書評

2024年8月号掲載

よく読みましたか?

今道琢也『人生で大損しない文章術』

今道琢也

対象書籍名:『人生で大損しない文章術』
対象著者:今道琢也
対象書籍ISBN:978-4-10-611051-1

 突然ですが、次の問をよく読んで、短い文章を考えてみてください。

問 業務におけるコミュニケーションの重要性について述べてください

 できましたか? 簡単だったでしょうか。
 では、改めて聞きます。
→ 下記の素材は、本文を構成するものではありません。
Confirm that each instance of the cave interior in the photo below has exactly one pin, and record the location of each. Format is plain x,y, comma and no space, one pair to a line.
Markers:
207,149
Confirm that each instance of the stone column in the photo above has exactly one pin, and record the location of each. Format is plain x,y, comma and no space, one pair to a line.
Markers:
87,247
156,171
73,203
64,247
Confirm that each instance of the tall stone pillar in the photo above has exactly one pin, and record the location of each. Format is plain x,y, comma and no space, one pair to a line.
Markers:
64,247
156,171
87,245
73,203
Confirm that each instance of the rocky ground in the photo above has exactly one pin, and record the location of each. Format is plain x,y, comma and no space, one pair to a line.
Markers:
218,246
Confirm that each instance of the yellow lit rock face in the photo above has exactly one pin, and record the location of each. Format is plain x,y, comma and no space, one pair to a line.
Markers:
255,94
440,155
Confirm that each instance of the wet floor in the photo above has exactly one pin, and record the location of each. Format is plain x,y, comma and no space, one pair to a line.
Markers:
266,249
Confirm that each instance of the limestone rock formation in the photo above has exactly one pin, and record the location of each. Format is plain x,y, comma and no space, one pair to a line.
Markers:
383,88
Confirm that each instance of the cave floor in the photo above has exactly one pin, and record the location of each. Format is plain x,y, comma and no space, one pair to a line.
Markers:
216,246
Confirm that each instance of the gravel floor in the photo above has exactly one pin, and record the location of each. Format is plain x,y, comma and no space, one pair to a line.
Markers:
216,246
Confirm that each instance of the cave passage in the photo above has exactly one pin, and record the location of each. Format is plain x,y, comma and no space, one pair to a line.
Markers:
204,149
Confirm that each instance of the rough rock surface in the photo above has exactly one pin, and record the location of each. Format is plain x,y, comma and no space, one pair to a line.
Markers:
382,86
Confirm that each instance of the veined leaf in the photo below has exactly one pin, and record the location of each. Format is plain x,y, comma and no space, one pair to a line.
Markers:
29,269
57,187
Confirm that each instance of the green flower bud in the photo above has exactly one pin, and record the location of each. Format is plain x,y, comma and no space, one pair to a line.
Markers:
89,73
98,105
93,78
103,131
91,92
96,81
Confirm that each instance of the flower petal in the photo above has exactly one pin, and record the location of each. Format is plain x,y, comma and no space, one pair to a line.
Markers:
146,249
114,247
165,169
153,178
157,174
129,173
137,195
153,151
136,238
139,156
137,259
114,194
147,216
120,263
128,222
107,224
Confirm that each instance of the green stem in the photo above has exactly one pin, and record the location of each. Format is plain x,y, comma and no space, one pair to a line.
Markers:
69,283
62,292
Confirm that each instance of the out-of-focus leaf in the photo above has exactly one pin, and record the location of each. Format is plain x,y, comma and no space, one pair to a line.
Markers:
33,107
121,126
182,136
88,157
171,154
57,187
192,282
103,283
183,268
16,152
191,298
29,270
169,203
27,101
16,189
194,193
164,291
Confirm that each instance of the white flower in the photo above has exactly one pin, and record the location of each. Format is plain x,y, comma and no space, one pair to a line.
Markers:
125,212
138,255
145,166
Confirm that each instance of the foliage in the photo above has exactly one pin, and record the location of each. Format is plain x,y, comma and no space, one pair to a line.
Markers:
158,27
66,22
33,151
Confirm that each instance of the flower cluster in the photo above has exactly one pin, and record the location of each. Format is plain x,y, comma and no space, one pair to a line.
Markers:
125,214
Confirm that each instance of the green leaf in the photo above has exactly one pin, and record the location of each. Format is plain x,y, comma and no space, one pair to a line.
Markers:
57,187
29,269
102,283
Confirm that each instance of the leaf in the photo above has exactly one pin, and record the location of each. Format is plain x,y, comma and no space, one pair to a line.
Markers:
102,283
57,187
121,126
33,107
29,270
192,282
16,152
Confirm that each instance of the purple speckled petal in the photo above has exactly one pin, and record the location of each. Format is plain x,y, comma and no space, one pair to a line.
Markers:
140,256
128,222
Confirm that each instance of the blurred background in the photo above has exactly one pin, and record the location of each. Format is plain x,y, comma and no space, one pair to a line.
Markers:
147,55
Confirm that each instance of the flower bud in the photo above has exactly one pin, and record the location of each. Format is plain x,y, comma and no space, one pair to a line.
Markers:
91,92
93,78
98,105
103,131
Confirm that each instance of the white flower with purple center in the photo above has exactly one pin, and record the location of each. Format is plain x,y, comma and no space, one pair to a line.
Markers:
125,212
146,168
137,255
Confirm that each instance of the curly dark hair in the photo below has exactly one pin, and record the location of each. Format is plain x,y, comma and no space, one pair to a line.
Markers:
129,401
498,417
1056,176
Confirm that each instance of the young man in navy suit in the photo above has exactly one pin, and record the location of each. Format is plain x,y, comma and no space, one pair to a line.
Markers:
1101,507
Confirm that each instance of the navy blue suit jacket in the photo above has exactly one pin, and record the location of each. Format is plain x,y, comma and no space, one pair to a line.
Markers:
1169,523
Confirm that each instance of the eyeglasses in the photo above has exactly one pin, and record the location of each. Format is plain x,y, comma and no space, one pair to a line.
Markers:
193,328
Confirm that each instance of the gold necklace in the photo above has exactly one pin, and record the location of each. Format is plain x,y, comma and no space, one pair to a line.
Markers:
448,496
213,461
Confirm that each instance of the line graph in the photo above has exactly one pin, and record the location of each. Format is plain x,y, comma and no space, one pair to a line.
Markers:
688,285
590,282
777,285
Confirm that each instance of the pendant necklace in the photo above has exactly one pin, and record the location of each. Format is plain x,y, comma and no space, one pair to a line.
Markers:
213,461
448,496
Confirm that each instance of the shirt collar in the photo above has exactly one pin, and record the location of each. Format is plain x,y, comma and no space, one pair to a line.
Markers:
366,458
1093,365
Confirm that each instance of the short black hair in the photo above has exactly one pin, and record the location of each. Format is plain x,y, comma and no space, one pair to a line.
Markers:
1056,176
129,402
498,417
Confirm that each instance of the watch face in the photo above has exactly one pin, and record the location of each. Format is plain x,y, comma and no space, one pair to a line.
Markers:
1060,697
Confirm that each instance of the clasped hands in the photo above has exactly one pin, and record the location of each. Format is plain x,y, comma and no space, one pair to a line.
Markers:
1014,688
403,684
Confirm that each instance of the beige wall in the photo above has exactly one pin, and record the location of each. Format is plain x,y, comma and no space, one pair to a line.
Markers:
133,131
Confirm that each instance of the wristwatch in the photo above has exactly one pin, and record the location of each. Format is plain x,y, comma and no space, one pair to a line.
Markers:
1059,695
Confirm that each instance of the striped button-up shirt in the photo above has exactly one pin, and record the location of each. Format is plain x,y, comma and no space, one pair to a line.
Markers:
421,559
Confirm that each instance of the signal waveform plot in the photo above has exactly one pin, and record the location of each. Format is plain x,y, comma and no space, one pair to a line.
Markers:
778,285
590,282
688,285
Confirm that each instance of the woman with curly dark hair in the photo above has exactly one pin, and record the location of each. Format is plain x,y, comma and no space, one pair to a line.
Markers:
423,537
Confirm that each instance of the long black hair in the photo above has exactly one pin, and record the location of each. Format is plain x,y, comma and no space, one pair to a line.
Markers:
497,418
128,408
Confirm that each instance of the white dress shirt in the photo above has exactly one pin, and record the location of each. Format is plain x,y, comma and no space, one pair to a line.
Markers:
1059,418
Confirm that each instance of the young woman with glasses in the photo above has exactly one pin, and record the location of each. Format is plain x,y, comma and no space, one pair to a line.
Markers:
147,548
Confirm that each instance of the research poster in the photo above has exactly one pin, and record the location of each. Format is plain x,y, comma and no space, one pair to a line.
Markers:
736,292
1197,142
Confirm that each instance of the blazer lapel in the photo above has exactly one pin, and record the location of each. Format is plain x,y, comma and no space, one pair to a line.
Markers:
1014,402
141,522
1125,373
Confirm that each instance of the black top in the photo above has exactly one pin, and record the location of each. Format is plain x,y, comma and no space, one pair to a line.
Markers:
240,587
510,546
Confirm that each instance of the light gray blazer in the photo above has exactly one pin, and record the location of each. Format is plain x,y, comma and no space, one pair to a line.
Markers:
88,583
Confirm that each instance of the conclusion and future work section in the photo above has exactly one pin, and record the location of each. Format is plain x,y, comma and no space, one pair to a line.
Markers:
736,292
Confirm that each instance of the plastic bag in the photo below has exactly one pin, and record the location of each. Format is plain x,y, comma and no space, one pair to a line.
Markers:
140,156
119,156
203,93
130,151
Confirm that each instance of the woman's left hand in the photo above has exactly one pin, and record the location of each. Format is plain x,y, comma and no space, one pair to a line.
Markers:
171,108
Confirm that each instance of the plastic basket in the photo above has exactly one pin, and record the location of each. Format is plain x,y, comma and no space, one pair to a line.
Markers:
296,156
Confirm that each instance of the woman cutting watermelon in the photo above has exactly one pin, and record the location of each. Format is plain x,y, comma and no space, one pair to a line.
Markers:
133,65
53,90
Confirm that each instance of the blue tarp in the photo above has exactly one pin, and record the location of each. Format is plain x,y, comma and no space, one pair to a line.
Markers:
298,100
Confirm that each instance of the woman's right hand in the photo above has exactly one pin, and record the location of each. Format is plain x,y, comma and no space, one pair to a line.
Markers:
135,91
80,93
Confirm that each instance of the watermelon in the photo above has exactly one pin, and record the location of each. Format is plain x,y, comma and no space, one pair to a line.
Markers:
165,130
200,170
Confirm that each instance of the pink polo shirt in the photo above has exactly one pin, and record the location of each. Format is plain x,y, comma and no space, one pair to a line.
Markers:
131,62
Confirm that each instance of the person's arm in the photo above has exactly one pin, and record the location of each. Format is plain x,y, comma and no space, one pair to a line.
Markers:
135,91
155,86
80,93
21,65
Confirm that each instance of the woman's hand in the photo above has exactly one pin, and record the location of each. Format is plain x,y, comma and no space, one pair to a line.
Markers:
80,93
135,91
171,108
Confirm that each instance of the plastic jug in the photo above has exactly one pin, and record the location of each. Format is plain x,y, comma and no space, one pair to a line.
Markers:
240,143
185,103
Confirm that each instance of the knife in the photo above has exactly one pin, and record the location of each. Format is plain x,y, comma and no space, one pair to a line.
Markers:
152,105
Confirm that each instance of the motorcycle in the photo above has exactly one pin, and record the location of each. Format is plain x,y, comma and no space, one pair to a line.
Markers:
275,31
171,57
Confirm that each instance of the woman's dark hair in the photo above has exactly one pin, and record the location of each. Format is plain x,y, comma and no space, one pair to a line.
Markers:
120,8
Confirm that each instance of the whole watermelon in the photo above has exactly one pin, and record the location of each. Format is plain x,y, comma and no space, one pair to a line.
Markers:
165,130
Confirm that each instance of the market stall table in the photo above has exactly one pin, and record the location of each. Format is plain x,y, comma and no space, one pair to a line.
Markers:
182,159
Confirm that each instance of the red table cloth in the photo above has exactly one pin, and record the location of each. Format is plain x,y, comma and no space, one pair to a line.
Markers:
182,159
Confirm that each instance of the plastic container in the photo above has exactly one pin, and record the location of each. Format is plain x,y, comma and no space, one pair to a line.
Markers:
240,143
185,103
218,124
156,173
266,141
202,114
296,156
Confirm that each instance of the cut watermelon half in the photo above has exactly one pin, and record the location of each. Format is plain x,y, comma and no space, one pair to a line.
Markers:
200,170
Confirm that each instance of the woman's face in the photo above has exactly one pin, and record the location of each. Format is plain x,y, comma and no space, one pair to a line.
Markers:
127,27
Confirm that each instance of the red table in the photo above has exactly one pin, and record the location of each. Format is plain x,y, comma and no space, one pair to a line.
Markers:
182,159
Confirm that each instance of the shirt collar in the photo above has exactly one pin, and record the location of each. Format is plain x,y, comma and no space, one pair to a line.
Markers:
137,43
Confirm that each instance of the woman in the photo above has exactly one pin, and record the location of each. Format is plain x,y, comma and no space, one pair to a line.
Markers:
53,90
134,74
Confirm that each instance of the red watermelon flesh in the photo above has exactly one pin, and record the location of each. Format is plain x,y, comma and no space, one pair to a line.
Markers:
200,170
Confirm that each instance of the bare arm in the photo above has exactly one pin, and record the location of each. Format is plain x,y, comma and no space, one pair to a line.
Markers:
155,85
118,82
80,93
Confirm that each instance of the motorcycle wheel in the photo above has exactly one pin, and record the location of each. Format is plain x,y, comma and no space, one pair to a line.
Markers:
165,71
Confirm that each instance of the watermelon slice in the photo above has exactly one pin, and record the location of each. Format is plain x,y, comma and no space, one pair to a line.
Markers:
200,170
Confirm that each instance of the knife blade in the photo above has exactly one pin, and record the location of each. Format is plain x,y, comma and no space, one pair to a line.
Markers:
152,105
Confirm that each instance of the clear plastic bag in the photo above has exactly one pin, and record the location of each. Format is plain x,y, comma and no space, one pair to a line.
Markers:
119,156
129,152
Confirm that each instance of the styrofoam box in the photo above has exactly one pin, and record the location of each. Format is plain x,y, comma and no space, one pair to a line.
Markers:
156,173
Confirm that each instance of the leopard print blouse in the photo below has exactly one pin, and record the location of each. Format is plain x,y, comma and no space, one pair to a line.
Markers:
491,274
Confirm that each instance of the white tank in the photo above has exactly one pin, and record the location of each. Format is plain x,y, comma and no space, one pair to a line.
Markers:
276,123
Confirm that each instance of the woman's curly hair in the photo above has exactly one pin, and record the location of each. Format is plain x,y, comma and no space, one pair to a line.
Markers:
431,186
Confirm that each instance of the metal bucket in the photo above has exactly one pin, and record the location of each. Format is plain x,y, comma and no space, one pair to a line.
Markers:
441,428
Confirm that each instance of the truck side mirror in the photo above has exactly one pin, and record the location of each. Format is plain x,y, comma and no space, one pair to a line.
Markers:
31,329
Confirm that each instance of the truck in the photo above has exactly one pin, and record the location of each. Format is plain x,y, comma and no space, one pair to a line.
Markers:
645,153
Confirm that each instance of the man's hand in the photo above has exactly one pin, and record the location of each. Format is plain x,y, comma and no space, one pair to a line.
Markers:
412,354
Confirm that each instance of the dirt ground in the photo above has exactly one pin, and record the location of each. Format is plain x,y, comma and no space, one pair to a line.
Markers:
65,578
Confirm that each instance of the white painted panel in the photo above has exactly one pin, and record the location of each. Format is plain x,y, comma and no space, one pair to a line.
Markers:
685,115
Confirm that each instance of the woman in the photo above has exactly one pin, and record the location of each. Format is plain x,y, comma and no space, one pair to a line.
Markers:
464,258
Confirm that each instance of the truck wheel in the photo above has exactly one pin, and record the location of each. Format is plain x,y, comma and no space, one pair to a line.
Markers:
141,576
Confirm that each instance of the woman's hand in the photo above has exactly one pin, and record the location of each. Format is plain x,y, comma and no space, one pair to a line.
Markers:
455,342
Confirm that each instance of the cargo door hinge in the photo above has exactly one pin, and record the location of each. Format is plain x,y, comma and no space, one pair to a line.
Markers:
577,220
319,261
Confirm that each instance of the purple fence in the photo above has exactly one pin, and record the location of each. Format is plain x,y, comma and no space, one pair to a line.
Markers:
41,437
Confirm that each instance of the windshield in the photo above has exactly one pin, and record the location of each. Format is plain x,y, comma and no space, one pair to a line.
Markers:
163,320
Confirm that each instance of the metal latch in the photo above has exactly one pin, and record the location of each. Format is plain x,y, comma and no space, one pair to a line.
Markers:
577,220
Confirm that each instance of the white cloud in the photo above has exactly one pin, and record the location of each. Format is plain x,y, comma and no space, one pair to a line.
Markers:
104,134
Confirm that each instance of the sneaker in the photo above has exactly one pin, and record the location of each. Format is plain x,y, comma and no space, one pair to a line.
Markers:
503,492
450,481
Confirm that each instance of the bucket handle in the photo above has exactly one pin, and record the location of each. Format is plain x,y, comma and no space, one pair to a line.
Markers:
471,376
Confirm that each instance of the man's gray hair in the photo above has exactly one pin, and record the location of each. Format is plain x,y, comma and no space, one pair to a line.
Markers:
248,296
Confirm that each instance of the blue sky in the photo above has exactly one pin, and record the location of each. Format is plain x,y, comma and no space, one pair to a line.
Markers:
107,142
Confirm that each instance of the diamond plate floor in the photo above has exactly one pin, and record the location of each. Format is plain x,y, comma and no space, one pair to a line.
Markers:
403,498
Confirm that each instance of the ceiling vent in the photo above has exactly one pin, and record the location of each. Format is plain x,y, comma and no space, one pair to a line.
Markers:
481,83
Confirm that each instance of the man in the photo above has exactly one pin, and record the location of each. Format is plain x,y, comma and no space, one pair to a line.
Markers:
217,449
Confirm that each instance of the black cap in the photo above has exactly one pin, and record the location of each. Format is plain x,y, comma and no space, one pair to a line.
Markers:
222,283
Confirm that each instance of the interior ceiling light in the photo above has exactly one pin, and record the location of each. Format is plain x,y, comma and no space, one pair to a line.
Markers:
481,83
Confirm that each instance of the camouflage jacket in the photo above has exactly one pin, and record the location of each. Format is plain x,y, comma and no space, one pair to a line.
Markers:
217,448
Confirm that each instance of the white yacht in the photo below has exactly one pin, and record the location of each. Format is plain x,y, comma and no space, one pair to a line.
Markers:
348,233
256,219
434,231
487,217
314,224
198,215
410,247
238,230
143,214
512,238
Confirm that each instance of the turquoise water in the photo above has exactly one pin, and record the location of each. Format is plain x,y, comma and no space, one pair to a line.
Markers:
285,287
問を「よく読んで」文章を考えましたか? 本当に「問の意味」を理解できていますか? わざわざこのようなことを言うのは、問を「よく読まずに」答えを書く人が余りにも多いからです。
 私は10年前にNHKを退職し、インターネット上に小論文指導専門の塾を創業しました。どれだけの需要があるだろうかと、不安を持ちつつの船出でしたが、蓋を開けてみると、高校・大学入試から、就職試験、昇進試験まで、ありとあらゆる相談が寄せられました。「こんなにも多くの人が文章作成で悩んでいるのか」と、驚いたものです。
 そして、もっと驚いたのは、多くの人が問を読まずに解答を書いているという事実です。小論文にせよ、エントリーシートにせよ、「このようなことを書け」という指示があります。多くの人は、それを読まずに解答を書いているのです。
 もちろん、一応問に目は通しているのでしょうから、「読まずに」というのは少し言い過ぎかもしれません。少なくとも、問を「よく読まずに」書いていることは確かです。
 前掲の問いかけであれば、「重要性」の意味を正確に理解できるかどうかが鍵です。この問を見たときに、「重要性を述べる、とはなんぞや」と一度自分に問いかけたでしょうか。ここができたかどうかで答案の評価は大きく変わります。では、どんな文章であれば、問を理解した解答といえるのか。その答えは、本書に記しています。
 人生には、文章の出来不出来によって、その後が大きく左右される場面が何度かあります。例えば、大学入試です。小論文を課す大学がたくさんありますし、総合・学校推薦型選抜では、志望理由書などを書く必要があります。就職試験ではエントリーシートの記入が求められますし、昇進試験で小論文を課す会社は多数あります。このような場面で、的確な文章を書くことができれば、とても有利ですし、そうでなければ大損をします。実際、教員・警察官になりたいけれど、小論文が書けないためにどうしてもなれない、係長に昇進したいけれど、毎回小論文試験で落とされている、そんな人が世の中にはたくさんいるのです。
 本書では、文章作成のポイントをできる限り単純化し、分かりやすくまとめてあります。是非とも本書を読んでいただき、「文章で大損することのない人生」を送ってください。